The winning campaign was even more remarkable given the fact Pakistan were on the brink of a first round elimination having lost four of their five opening matches.

Ironically it was the turning weather that saved their campaign. Having been bowled out for a measly 74 by England – the team they would defeat in the final – the heavens opened and sustained rain meant officials had no other choice but to declare the match as a ‘no result’ .

Their turn in fortune gave Pakistan the impetus they required to kickstart their campaign.
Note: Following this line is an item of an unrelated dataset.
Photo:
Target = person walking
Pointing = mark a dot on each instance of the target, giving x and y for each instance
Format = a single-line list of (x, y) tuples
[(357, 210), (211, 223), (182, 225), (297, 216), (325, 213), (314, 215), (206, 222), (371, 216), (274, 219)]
Four victories on the trot – including an incredible semi-final win over New Zealand – took them to the final where a captain’s innings and the swing mastery of Wasim Akram gave them victory over England.

Khan said he saw his team’s mentality change over the course of the campaign as they battled elimination at the start of the tournament.

“Victory in Australia changed the mind-set of the players as prior to that event we used to lose from winning positions,” Khan said.

“In that tournament, we had started slowly and were then 50-1 at one stage to win the title. So, to win from an impossible position had to have its positive effects on the side. I thought the Pakistan team also gelled very nicely in that tournament and peaked at the right time.”

For Khan the win also allowed him to fulfil his dream of building the Shaukat Khanum Cancer Memorial Hospital and Research Centre in Lahore in memory of his mother who died from cancer.

“I believe the World Cup glory also helped me a long way in raising funds for the Shaukat Khanum Cancer Memorial Hospital and Research Centre.,” Khan said. “I knew that if we won the event, I would be able to generate funds that were required to put together a state-of-the-art hospital, the first of its kind in Pakistan.”

And that’s exactly what happened. Six weeks after lifting the World Cup over £1m was donated to the project, while Khan himself donated his entire match winning prize money.

Today the centre remains one of Pakistan’s leading medical facilities that opens its doors to all, irrespective of class and social standing.

To think it all came about because of a game of cricket is all the remarkable.

With Pakistan eager to follow up their World Twenty20 triumph with cricket’s ultimate prize, Khan believes the tournament is the jewel in the cricket crown.

“In my book no event can match the glamour, value and interest of a 50-over World Cup.”